Farmers are still the main buyers in England but only just, accounting for 52% of farms, estates and blocks of publicly marketed land larger than 100 acres last year.
Strutt & Parker’s Farmland Database records the details of all such sales, which shows that the proportion bought by lifestyle buyers and private investors has risen to its highest level, accounting for 47%.
This category includes investors buying for privacy and amenity, those who see land as a safe asset in which to store wealth, and capital gains tax rollover buyers.
The volume of land coming onto the market remained at record low levels during the first three months of the year, says Matthew Sudlow, head of estates and farm agency.
“Only 20 farms were publicly marketed in the first quarter of the year, which is below the five-year average of 24. The farms were also smaller than in previous years and so the 4,600 acres publicly marketed is well below the five-year average of 6,100 acres,” he says.
“With demand also remaining relatively robust, this means prices have remained virtually unchanged at an average of £9,200/acre for arable land and £7,000/acre for pasture. However, prices continue to be very variable around these averages, depending on supply and demand within a localised area.”
Mr Sudlow expects supply to increase during the second quarter of the year, compared with the same period in 2020. Private sales are also expected to continue to be popular, particularly for those selling residential farms and estates.
One of the most notable developments is the rise in the number of “green” buyers looking for farmland, on which to improve biodiversity, generate carbon credits, plant trees, rewild or run other conservation and carbon-offset projects, says Strutt & Parker.
“Interestingly, such buyers are starting to become active in lowland areas of England, as well as the uplands,” says Mr Sudlow. “Growth in environmental land investment is a trend we are also seeing in Scotland and Wales.”
West Country view
Stags sold more than 100 farms and land lots across the West Country in 2020 – 37% of farm buyers were farmers, 25% investors, and the remaining 37.5% lifestyle buyers.
Among the land lots sold, farmers were the predominant buyers at 55%, while 25% were investors and 20% lifestyle buyers.
The firm’s head of farm agency George Alder says that while the previous two or three years had seen a drop off in lifestyle buyers, they are now returning.
“There has been an increase in lifestyle and private investors,” he says. “People are buying for conservation and in two cases for rewilding (one of these still to complete). With low interest rates, people are looking for secure investments and there are also buyers who have sold their businesses who want the same.”
The volume of land coming to the market was lower this spring than in 2020, says Mr Alder.
“Once things come to the market, that will give confidence to others,” he says. “But it’s possible there could be a delay to some people selling this year until more is known about the lump sum exit payment.”
Bare land lots of marginal land were attracting forestry interest, he adds.

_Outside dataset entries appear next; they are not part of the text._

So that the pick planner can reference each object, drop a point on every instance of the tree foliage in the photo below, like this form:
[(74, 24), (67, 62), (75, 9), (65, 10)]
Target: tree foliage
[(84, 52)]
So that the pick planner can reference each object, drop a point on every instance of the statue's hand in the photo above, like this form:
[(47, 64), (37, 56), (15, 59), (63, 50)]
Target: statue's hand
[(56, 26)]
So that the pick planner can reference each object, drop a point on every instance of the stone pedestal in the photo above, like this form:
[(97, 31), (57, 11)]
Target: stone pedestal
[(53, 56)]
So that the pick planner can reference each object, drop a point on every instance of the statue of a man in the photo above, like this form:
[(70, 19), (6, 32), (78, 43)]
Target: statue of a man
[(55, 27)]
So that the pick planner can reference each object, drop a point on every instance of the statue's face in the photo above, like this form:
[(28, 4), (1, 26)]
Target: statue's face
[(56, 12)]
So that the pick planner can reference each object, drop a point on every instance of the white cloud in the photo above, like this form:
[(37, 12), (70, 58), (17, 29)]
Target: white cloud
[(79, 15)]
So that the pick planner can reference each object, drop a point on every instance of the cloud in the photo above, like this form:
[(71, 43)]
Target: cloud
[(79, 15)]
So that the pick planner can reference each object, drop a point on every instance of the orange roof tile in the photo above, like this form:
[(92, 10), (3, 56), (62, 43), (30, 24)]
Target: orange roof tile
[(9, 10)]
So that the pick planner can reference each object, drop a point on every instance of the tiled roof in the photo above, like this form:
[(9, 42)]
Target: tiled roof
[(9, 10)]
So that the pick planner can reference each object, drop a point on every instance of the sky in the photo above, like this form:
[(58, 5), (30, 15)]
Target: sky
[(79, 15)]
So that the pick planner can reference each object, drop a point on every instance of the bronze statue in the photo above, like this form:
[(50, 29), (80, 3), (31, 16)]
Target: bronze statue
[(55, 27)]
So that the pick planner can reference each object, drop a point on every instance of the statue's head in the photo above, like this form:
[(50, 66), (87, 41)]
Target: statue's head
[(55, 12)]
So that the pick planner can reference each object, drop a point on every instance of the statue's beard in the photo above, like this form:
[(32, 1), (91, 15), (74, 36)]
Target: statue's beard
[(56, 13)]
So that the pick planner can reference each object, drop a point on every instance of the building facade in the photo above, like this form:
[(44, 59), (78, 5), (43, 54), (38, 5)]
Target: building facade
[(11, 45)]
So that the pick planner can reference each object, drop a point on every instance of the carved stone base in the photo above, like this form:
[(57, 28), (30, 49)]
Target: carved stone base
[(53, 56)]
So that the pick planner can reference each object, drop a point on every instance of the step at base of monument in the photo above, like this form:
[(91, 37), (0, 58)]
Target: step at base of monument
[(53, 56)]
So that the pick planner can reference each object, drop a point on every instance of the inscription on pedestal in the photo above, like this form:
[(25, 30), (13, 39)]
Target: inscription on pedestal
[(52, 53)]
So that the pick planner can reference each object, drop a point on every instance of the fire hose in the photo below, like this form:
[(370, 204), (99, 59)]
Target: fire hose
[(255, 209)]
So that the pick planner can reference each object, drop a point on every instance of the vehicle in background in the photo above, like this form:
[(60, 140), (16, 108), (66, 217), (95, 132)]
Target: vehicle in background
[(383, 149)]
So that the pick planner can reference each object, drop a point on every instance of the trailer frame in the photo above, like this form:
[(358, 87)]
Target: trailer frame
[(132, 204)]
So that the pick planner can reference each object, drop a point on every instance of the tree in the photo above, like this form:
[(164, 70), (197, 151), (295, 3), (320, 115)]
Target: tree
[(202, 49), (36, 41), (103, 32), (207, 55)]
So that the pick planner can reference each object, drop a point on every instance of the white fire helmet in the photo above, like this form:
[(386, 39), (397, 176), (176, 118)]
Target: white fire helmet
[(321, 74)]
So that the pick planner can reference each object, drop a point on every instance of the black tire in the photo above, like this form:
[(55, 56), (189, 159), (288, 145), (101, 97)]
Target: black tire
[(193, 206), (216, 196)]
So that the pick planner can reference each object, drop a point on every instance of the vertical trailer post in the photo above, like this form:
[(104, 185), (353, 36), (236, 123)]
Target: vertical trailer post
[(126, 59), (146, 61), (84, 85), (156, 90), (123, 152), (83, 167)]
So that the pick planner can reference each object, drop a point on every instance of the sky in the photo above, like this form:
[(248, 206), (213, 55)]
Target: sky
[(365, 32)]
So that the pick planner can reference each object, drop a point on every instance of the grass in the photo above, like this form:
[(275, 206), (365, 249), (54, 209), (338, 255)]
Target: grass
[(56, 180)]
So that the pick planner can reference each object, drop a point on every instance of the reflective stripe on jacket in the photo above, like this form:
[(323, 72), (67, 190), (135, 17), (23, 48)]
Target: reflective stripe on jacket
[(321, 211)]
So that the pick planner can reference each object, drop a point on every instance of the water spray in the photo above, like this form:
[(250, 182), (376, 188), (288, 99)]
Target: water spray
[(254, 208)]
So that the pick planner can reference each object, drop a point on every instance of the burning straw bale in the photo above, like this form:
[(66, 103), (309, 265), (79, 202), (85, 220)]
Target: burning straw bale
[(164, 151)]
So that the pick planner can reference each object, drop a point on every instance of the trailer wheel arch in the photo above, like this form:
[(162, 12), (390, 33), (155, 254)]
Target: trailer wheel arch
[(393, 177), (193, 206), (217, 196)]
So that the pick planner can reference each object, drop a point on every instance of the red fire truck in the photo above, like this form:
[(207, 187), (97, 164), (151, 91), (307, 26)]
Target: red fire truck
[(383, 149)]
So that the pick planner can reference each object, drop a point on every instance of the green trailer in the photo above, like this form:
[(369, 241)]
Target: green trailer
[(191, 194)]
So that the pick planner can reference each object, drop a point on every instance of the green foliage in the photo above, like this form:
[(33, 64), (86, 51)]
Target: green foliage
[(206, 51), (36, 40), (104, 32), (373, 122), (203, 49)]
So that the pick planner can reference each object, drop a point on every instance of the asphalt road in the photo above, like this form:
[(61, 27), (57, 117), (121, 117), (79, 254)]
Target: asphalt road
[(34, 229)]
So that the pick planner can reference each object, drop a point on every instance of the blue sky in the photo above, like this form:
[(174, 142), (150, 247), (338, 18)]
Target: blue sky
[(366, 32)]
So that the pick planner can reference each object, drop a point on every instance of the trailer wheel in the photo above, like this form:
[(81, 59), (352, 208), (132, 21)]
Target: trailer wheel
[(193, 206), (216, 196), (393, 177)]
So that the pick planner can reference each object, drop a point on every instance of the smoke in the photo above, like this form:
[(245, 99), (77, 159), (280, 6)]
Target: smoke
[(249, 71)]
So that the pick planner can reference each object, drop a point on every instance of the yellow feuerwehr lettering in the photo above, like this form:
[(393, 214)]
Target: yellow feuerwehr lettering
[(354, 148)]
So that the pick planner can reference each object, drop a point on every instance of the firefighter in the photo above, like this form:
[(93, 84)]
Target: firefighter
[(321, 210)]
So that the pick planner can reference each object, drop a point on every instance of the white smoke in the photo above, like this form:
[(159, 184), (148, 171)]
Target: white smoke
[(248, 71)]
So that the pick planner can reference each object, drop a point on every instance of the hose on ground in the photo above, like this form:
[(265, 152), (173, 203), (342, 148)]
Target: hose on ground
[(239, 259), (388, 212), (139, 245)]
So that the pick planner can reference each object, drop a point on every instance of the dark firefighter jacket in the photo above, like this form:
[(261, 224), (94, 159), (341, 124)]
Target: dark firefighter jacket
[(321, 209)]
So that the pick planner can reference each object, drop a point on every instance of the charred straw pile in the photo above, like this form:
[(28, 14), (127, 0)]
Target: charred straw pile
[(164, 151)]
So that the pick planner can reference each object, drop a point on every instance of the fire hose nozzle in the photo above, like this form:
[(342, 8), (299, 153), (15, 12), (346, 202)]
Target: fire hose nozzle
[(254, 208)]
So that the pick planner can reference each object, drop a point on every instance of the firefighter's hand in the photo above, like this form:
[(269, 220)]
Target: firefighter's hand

Strong demand in North-West
Cheshire-based Tony Rimmer of Rostons does not expect to see more land coming to the market this year, but said there is strong demand for anything to buy or rent, particularly from the farming element.
“It’s always strong in our location and still predominantly farming money,” he says. “But we are seeing more non-farming interest in poorer land, such as flood meadow types.”
The growing interest in rural property and farms from buyers who want to move out of towns and cities to work remotely – also from investors – has seen some farmers sell up in the south-west of England and move to Scotland, says James Petty of Bell Ingram’s Aberdeen office.
While not previously unknown, this has been a noticeable recent trend, with one of Stags’ farm sales resulting in such a move.
Volume will remain tight this year, says Mr Petty, although there are possibly a few more offerings now than at this point in 2020.
“There could be a few sales that were deferred from last year. May and early June will be the telling time as to whether there is any significant increase in volume,” he says.
Strong demand means that what does come on the market in Aberdeenshire moves quickly to a closing date, says Mr Petty.
Demand from lifestyle and amenity buyers has risen, while forestry demand is very strong and is putting a level in the market as high as upland livestock buyers can pay.
“If more marginal livestock farms become less attractive for their traditional use, forestry buyers will sweep these up,” he says.